While London still has the highest rents at £1,280 this is 1% lower than February 2016 and down 0.5% month on month, according to the data from the Your Move buy to let index.

The index report suggests that London has now reached an affordability ceiling and renters are now looking outside the capital for properties. Indeed, the counties surrounding London have seen rents increase rapidly over the last year as people move to these areas instead.

The average rent in the East of England is now £868, although this is down 0.2% month on month while in the South East it is £878, up 0.1% month on month.

However, it was in Wales where the fastest rising rents were recorded, up 7.7% year on year although with average monthly rent of £593 per month it is one of the cheapest places to rent. The North East at £545 a month and Yorkshire and Humber at £566 are the only regions with cheaper rents than Wales.

Rents are also down year on year in the South West with a fall of 1.5% during the past 12 months to £662. The report suggests that there is a surplus supply of property for tenants which can cause rents to fall as landlords lower rates to suit the market.

‘The dramatic rent increases in London have now slowed as people look outside the capital in order to meet their housing aspirations. Areas in the South East and East of England have traditionally offered much better value than the capital and this has tempted many Londoners to look further afield for rental properties,’ said Valerie Bannister, lettings director of Your Move.

‘Renters in London could be reaching the limits of their affordability as prices dropped back 1% in the last year.
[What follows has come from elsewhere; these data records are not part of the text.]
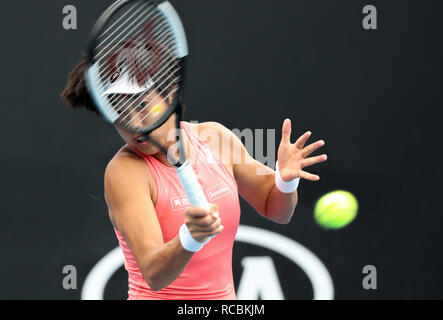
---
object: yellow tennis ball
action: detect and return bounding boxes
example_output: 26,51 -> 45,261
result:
314,190 -> 358,229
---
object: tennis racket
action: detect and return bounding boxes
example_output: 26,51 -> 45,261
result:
86,0 -> 209,209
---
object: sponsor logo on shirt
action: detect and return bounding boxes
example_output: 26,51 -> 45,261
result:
206,182 -> 229,201
171,196 -> 191,210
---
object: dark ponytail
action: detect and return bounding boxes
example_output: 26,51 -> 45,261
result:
61,60 -> 100,115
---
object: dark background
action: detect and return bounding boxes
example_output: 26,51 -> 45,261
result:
0,0 -> 443,299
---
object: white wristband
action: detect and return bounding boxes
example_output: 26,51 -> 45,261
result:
275,161 -> 300,193
179,223 -> 211,252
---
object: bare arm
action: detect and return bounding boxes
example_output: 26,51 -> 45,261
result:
105,156 -> 222,291
205,121 -> 326,224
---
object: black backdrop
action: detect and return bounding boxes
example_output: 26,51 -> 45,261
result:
0,0 -> 443,299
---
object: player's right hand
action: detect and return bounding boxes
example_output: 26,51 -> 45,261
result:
185,203 -> 224,242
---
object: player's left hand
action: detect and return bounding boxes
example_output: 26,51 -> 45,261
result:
277,119 -> 328,181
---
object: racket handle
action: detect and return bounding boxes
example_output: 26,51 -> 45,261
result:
177,161 -> 209,210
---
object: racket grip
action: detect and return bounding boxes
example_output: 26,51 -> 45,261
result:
177,161 -> 209,210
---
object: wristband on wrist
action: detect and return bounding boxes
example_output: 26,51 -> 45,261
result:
179,223 -> 211,252
275,161 -> 300,193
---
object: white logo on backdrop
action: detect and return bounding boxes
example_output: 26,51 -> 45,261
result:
81,225 -> 334,300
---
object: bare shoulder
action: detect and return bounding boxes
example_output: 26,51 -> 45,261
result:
104,149 -> 151,195
189,121 -> 231,134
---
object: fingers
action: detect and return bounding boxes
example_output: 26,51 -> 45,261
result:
281,119 -> 291,144
300,170 -> 320,181
301,154 -> 328,168
185,204 -> 224,242
302,140 -> 325,158
295,131 -> 312,150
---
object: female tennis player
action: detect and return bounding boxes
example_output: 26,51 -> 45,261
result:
62,61 -> 327,300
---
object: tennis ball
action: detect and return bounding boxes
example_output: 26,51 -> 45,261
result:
314,190 -> 358,229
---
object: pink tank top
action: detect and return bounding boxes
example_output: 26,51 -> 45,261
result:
115,122 -> 240,300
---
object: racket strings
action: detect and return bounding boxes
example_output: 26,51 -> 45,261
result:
103,43 -> 180,125
91,5 -> 183,129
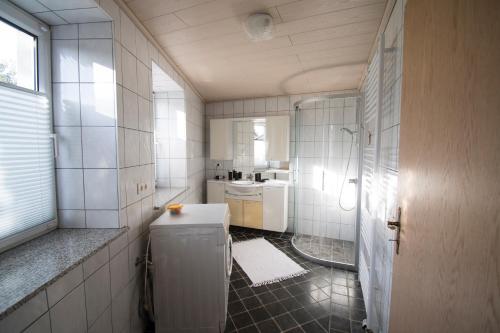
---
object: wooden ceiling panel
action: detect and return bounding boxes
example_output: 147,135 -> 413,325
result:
175,0 -> 296,26
143,14 -> 188,36
127,0 -> 212,21
278,0 -> 384,22
122,0 -> 385,101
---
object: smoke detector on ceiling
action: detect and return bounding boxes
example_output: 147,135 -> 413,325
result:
244,13 -> 274,42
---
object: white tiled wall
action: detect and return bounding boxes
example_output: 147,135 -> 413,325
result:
205,95 -> 358,241
52,22 -> 119,228
43,0 -> 205,332
154,91 -> 187,188
0,233 -> 145,333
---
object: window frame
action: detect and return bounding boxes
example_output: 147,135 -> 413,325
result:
0,1 -> 58,253
0,15 -> 39,92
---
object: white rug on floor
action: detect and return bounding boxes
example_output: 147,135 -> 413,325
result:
233,238 -> 309,287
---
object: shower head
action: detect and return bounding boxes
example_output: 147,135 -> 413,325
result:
340,127 -> 357,135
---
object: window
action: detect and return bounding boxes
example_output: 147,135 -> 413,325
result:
0,20 -> 37,90
0,2 -> 57,251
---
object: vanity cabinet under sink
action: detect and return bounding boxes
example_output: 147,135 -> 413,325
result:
207,180 -> 288,232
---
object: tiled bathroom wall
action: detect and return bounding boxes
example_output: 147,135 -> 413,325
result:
47,0 -> 205,332
294,97 -> 358,241
154,91 -> 187,188
52,22 -> 120,228
205,93 -> 358,241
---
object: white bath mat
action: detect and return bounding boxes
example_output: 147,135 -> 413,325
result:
233,238 -> 309,287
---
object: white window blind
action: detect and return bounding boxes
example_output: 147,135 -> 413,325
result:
0,85 -> 56,248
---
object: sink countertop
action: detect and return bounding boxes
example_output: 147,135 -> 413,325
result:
208,179 -> 289,187
0,228 -> 127,320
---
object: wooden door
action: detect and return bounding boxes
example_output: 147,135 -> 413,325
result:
390,0 -> 500,333
243,200 -> 262,229
226,198 -> 243,227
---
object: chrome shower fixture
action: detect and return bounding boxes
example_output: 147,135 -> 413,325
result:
340,127 -> 358,135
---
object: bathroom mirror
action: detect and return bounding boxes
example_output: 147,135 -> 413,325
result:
233,118 -> 269,174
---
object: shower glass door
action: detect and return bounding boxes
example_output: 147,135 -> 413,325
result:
292,97 -> 358,266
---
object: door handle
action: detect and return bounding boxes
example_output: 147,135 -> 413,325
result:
387,207 -> 401,254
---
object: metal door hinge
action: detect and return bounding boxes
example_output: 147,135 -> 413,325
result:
387,207 -> 401,254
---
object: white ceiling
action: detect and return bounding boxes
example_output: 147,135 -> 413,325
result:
125,0 -> 385,101
152,62 -> 184,93
8,0 -> 111,25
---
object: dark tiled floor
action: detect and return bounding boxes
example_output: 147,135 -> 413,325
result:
294,235 -> 355,265
226,227 -> 366,333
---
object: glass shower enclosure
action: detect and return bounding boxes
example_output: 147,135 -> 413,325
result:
292,95 -> 360,269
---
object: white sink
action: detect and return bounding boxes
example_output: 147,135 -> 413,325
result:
231,180 -> 253,185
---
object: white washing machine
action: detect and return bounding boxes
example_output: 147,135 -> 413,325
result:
149,204 -> 233,333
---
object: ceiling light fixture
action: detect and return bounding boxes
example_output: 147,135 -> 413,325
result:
244,13 -> 274,42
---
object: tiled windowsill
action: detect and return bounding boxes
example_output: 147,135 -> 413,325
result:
0,228 -> 127,320
155,187 -> 189,207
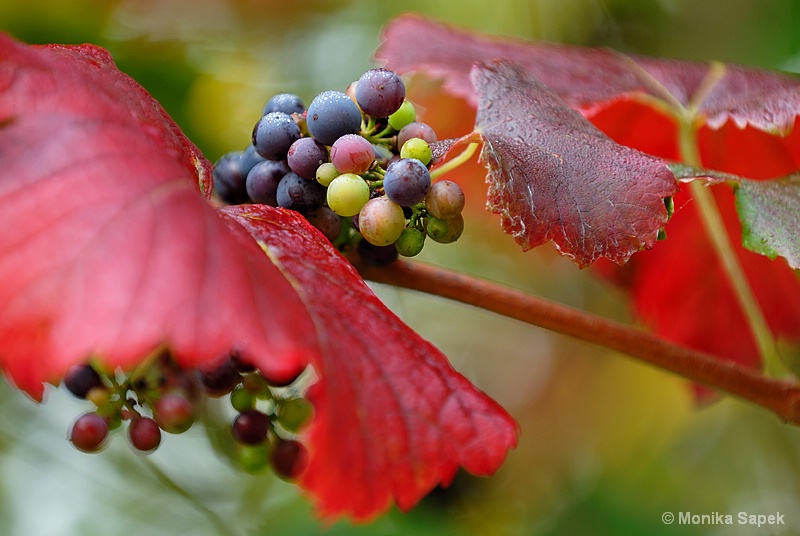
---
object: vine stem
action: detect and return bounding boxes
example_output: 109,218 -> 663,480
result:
350,257 -> 800,425
679,113 -> 788,376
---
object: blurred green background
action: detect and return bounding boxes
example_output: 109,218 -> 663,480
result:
0,0 -> 800,536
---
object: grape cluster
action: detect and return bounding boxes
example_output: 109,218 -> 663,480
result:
214,68 -> 464,264
63,351 -> 313,479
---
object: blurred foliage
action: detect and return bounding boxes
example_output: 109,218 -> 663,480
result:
0,0 -> 800,536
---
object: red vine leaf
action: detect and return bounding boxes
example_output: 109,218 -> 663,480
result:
376,15 -> 800,376
223,205 -> 517,519
376,15 -> 800,134
472,61 -> 677,267
0,31 -> 317,398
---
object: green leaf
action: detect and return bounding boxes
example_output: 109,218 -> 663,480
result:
736,175 -> 800,269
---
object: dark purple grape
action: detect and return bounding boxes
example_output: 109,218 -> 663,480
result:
64,365 -> 103,398
69,413 -> 108,452
245,160 -> 290,207
213,151 -> 249,205
356,240 -> 397,266
270,438 -> 308,480
231,409 -> 270,445
397,121 -> 436,148
241,143 -> 266,174
128,417 -> 161,453
253,112 -> 300,160
197,359 -> 242,397
306,90 -> 361,145
383,158 -> 431,207
153,393 -> 194,434
331,134 -> 375,175
356,68 -> 406,117
261,93 -> 306,115
277,171 -> 325,214
306,207 -> 342,242
286,138 -> 328,180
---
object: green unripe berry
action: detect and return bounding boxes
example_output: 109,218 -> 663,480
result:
277,398 -> 314,433
236,443 -> 270,475
358,197 -> 406,246
425,214 -> 464,244
327,173 -> 369,217
424,180 -> 465,220
400,138 -> 432,166
231,387 -> 255,413
389,100 -> 417,130
316,162 -> 339,188
394,227 -> 425,257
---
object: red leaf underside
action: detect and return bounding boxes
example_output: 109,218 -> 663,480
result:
223,206 -> 517,520
0,31 -> 316,398
376,15 -> 800,376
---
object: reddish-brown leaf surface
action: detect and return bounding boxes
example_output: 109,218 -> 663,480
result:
472,61 -> 677,266
376,15 -> 800,374
223,205 -> 517,519
376,15 -> 800,133
0,31 -> 317,397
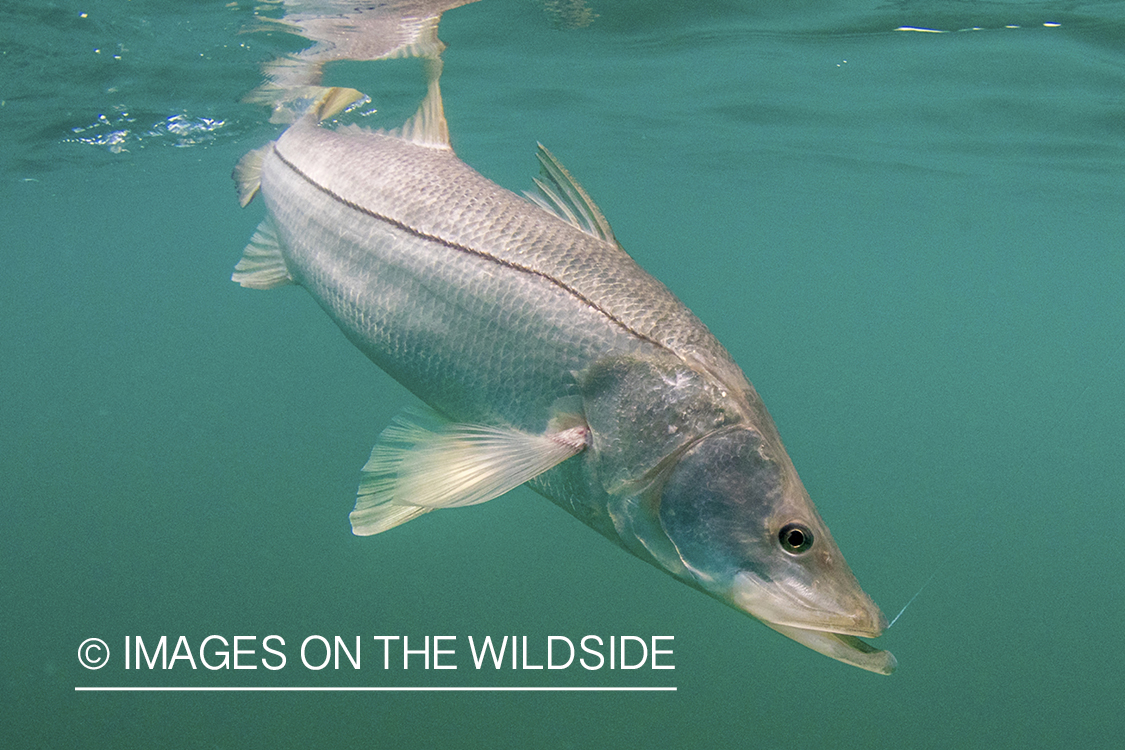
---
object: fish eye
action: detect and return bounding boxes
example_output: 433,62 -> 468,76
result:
777,523 -> 812,554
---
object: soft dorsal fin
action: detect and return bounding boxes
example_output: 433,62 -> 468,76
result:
350,409 -> 588,536
523,143 -> 617,243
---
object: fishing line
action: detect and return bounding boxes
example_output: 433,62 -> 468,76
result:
885,552 -> 953,630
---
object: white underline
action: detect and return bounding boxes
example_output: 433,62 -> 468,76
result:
74,687 -> 676,693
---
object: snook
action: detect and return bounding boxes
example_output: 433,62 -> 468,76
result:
233,80 -> 896,674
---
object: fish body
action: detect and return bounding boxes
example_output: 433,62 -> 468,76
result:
234,82 -> 893,672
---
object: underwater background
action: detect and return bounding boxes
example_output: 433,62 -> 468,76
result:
0,0 -> 1125,749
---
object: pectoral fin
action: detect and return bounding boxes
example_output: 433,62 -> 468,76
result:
351,410 -> 588,536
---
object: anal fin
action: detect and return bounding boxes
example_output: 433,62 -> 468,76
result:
350,410 -> 588,536
231,218 -> 293,289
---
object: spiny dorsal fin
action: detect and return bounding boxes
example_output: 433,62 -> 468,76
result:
523,143 -> 617,243
231,217 -> 293,289
231,143 -> 273,208
387,60 -> 449,148
351,409 -> 588,536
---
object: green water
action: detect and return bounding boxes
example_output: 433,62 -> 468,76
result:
0,0 -> 1125,749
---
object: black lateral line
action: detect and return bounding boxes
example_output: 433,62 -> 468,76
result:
273,142 -> 678,356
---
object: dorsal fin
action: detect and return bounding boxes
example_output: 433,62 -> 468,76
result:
387,60 -> 449,148
523,143 -> 617,243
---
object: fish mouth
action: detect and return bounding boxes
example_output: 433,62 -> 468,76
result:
732,573 -> 887,638
762,620 -> 899,675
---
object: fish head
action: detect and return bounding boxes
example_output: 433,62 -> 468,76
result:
658,426 -> 894,674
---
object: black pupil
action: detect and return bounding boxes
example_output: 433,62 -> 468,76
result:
777,524 -> 812,553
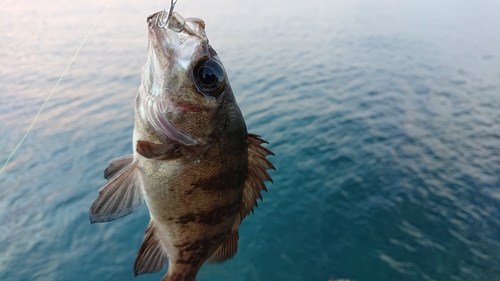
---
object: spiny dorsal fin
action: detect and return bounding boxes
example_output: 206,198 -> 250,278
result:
136,140 -> 181,160
90,162 -> 143,223
134,221 -> 168,276
104,154 -> 134,180
239,134 -> 276,223
207,225 -> 239,262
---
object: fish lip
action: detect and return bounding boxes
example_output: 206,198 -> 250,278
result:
140,11 -> 209,146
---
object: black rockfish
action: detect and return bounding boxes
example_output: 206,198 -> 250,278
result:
90,6 -> 274,281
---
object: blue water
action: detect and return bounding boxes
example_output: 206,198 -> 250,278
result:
0,0 -> 500,281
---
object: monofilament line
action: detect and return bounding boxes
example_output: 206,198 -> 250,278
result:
0,0 -> 113,174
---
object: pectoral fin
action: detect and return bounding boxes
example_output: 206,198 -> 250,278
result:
134,221 -> 168,276
207,225 -> 239,263
239,134 -> 276,222
136,140 -> 181,160
90,161 -> 143,223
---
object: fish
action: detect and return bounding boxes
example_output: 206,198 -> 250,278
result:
89,6 -> 275,281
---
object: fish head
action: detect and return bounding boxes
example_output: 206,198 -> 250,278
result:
138,12 -> 246,145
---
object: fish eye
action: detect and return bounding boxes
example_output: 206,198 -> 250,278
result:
194,59 -> 226,97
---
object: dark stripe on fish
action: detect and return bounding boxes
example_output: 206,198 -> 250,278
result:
175,201 -> 240,225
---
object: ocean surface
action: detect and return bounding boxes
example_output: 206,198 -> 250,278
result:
0,0 -> 500,281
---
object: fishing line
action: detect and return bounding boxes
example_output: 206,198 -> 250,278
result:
0,0 -> 113,174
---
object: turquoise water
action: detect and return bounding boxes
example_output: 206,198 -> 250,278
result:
0,0 -> 500,281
This will be one to watch as the year progresses,’ she added.

The index also shows that yield levels have continued to trend downwards over the last year with a typical figure of 4.1% across England and Wales in February, down slightly from the 4.2% recorded in January.

Places with higher house prices continue to have the smallest yields and these are typically in the areas closest to London while in the capital itself the average yield was 3.2%, down from 3.6% a year ago but flat month on month.

In the South East the typical yield was 3.4%, down from 3.7% in February 2016, while in the East of England yields were down from 4.4% to 3.9% in the same period while landlords with properties in the South West also saw returns below 4%, down from 3.7% to 3.4% during the last 12 months.

‘At the other end of the scale, properties located in the North East enjoyed the biggest yields at 5.3% but slightly down compared to last year while in the North West the typical yield was 5%.

Tenant arrears fell in February to 8.1% from 9.1% in January 2017 and 8.7% in December 2016. The report says that the long term trends continue to be encouraging with the proportion of tenants in arrears remains well below the all-time high of 14.6%, recorded in February 2010.